As the sun rose, and the waters receded my mother and I sloshed through our apartment, grabbed a few things and drove to my brother’s house. The next few days were filled with multiple trips back and forth to salvage and pack up what we could and wash loads upon loads of mud-soaked clothes.
This experience was one that I pray I never have to go through again. It was both uncomfortable and inconvenient, and though my mother and I were physically safe, it took an emotional toll on us. In the end, I began to wish that everything of ours had washed away so we wouldn’t have to relive the devastation over again each day as we continued sifting through the apartment.
Fast forward a month and things were quite a bit different. My mother was now living in Houston, something she’d planned for later in the year, and I was wavering back and forth between remaining in San Marcos or moving back to Houston, temporarily. I didn’t want to do either.
Before the flood, I was planning to move to Iowa City in September, but it seemed that the Blanco River and its shenanigans wanted to delay my plans. At first, I thought that I’d have to postpone my move, thankfully, I was wrong. Due to an unexpected, but much appreciated financial blessing I was able to replenish my savings and fund my move to Iowa City with no stress, strain or difficulty.
I was excited beyond words. I began telling more and more people that I was moving to Iowa, and though it was hard to leave my family and friends, I did. On July 24th, two months after the flood, I spent my first night in Iowa and started my new life.
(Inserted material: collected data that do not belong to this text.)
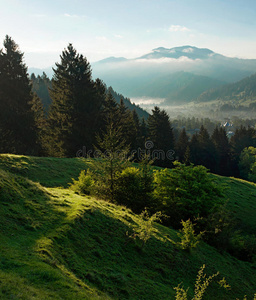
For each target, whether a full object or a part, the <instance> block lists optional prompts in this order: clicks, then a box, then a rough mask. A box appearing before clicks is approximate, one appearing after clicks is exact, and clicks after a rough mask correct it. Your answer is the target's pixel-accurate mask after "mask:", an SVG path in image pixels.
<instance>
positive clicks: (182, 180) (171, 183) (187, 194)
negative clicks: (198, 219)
mask: <svg viewBox="0 0 256 300" xmlns="http://www.w3.org/2000/svg"><path fill="white" fill-rule="evenodd" d="M174 165H175V166H176V167H175V168H174V169H172V170H168V169H164V170H160V171H157V172H155V175H154V184H155V190H154V198H155V201H156V202H157V204H158V207H157V210H160V211H162V212H163V213H164V214H166V215H168V216H170V222H171V224H170V225H172V226H174V227H180V221H181V220H182V219H186V220H187V219H192V220H193V219H196V218H198V217H199V216H200V217H202V218H207V217H208V216H209V215H210V214H212V213H213V212H215V211H217V210H218V208H219V207H220V206H221V205H222V204H223V203H224V199H223V187H222V186H220V184H217V183H216V182H215V181H214V179H213V178H212V176H211V175H209V174H208V173H207V169H206V168H205V167H203V166H193V165H189V166H186V165H184V164H180V163H178V162H174Z"/></svg>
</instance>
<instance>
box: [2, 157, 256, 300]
mask: <svg viewBox="0 0 256 300" xmlns="http://www.w3.org/2000/svg"><path fill="white" fill-rule="evenodd" d="M85 164H86V162H85V161H83V160H79V159H53V158H36V157H24V156H11V155H1V156H0V241H1V242H0V298H1V299H97V298H100V299H174V290H173V287H175V286H177V285H178V284H179V283H180V282H183V284H184V286H185V287H188V286H190V287H191V288H190V291H191V290H192V288H193V284H194V281H195V277H196V274H197V271H198V269H199V268H200V267H201V266H202V265H203V264H206V272H207V274H209V275H210V274H213V273H214V272H216V271H219V272H220V274H221V276H222V277H223V276H225V277H226V280H227V282H228V283H229V284H230V285H231V287H232V289H231V290H230V291H223V290H222V289H219V288H218V287H216V286H215V285H214V284H213V285H212V287H211V288H209V291H208V293H207V295H206V298H205V299H207V298H208V299H236V298H240V299H241V298H242V297H243V295H244V294H247V295H248V296H249V297H248V299H252V295H253V292H255V291H256V284H255V275H256V267H255V265H253V264H249V263H245V262H241V261H238V260H237V259H234V258H232V257H231V256H229V255H226V254H225V255H221V254H220V253H218V252H217V251H216V250H215V249H214V248H212V247H210V246H208V245H206V244H204V243H202V244H201V245H200V247H198V248H197V249H195V250H194V251H193V252H191V253H186V252H183V251H178V250H176V249H175V247H174V246H173V241H175V240H176V239H177V237H176V232H175V231H174V230H171V229H168V228H165V227H163V226H161V225H156V233H155V234H154V236H152V238H151V239H150V240H149V241H148V243H147V244H146V245H145V248H144V249H143V250H140V249H139V248H138V247H137V246H136V245H135V243H134V241H133V240H132V239H130V238H129V237H128V235H129V233H132V226H133V225H134V224H137V223H140V222H141V221H140V219H139V218H138V217H137V216H136V215H134V214H133V213H131V211H129V210H127V209H125V208H124V207H119V206H115V205H113V204H110V203H107V202H104V201H101V200H97V199H94V198H90V197H87V198H85V197H81V196H79V195H76V194H74V193H73V192H72V191H70V190H68V189H66V188H65V187H67V184H68V182H70V181H71V177H76V176H77V175H78V174H79V172H80V170H81V169H83V168H84V167H85ZM17 174H18V175H17ZM27 178H29V179H27ZM220 180H223V181H225V182H226V183H227V184H228V185H229V186H231V189H229V190H228V194H229V198H230V201H229V206H230V208H231V209H232V210H233V211H234V213H236V214H237V217H238V218H240V219H241V222H242V224H244V226H246V227H248V228H255V225H256V224H255V222H256V220H255V219H254V218H253V214H254V215H255V209H256V204H255V203H254V202H253V201H252V200H253V198H255V195H256V187H255V185H253V184H250V183H247V182H244V181H240V180H236V179H230V178H220ZM38 182H39V183H38ZM60 186H61V187H62V188H59V187H60ZM247 216H249V217H247ZM127 233H128V235H127Z"/></svg>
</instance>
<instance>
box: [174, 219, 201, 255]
mask: <svg viewBox="0 0 256 300" xmlns="http://www.w3.org/2000/svg"><path fill="white" fill-rule="evenodd" d="M181 224H182V229H180V232H179V233H178V236H179V238H180V242H177V243H176V245H177V247H178V248H180V249H182V250H191V249H192V248H195V247H197V244H198V243H199V240H200V239H201V237H202V235H203V232H200V234H196V233H195V230H194V224H193V223H192V222H191V221H190V219H188V220H187V221H183V220H182V221H181Z"/></svg>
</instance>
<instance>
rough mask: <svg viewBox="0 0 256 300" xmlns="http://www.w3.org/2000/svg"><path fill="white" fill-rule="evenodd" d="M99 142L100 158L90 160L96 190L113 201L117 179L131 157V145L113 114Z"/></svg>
mask: <svg viewBox="0 0 256 300" xmlns="http://www.w3.org/2000/svg"><path fill="white" fill-rule="evenodd" d="M97 142H98V145H97V147H96V151H95V154H97V157H98V158H96V159H91V161H90V162H91V170H92V172H93V174H94V177H95V181H96V184H95V187H96V191H97V193H98V195H100V196H101V197H103V198H106V199H109V200H111V201H112V202H113V201H114V199H115V191H116V184H117V179H118V177H119V176H120V173H121V172H122V170H123V169H125V168H126V167H127V166H128V165H129V162H130V159H131V157H128V152H129V146H127V144H126V141H125V140H123V138H122V130H121V128H120V127H116V126H115V125H114V122H113V119H112V117H111V116H110V119H109V120H108V123H107V125H106V132H103V133H102V136H100V135H98V136H97Z"/></svg>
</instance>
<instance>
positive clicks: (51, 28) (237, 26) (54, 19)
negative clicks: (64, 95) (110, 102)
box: [0, 0, 256, 68]
mask: <svg viewBox="0 0 256 300" xmlns="http://www.w3.org/2000/svg"><path fill="white" fill-rule="evenodd" d="M6 34H8V35H10V36H11V37H12V38H13V39H14V40H15V41H16V43H18V44H19V45H20V48H21V50H22V51H23V52H25V61H26V64H27V65H28V66H29V67H41V68H42V67H48V66H51V65H53V64H54V63H55V62H56V61H59V55H60V54H61V51H62V50H63V49H64V48H65V47H66V46H67V45H68V43H73V45H74V47H75V48H76V49H77V50H78V52H79V53H83V54H84V55H85V56H86V57H87V58H88V60H89V61H90V62H93V61H97V60H99V59H103V58H106V57H109V56H124V57H126V58H133V57H138V56H140V55H142V54H145V53H148V52H150V51H151V49H153V48H156V47H167V48H172V47H176V46H183V45H191V46H196V47H203V48H209V49H211V50H213V51H215V52H218V53H221V54H224V55H226V56H231V57H234V56H236V57H240V58H256V1H255V0H174V1H172V0H154V1H153V0H147V1H146V0H130V1H129V0H105V1H104V0H90V1H88V0H40V1H39V0H0V39H1V41H3V40H4V37H5V35H6ZM1 44H2V43H1Z"/></svg>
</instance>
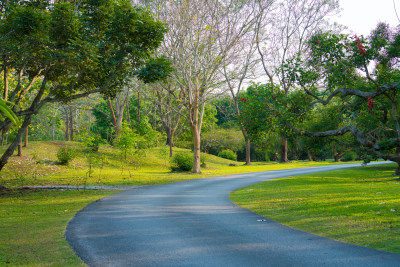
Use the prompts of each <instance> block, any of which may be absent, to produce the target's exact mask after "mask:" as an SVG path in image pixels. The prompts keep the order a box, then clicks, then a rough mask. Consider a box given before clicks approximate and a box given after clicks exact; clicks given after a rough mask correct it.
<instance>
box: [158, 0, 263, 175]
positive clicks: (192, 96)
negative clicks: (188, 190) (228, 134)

I spent the next couple of weeks looking for an apartment and getting acclimated to the city. I’ve always been one to enjoy hotel living but living out of multiple suitcases for an extended period quickly ceased to be as enjoyable as I thought it would be. I longed for my space. A space where I could officially unpack, stretch out, cook a home cooked meal and sip multiple cups of tea while doing nothing.
I have fallen in deep like with Iowa City and the University of Iowa. It is a beautiful place, and it is full of literary culture, activities and books, lots and lots and lots of books.
The rest of 2015 will be spent perfecting my writing sample and applying for The Iowa Writers Workshop and immersing myself in the local writing community. My ultimate desire is to teach creative writing and, of course, have a couple of best-selling novels.
Looking back over the past three months and all that happened I sometimes shake my head in disbelief. Things did not happen the way I planned, but they happened, and ultimately that’s what matters.
As I reflect on the last three months, and all that happened, I am honored that God has blessed me with this opportunity and for that I am truly thankful for the flood.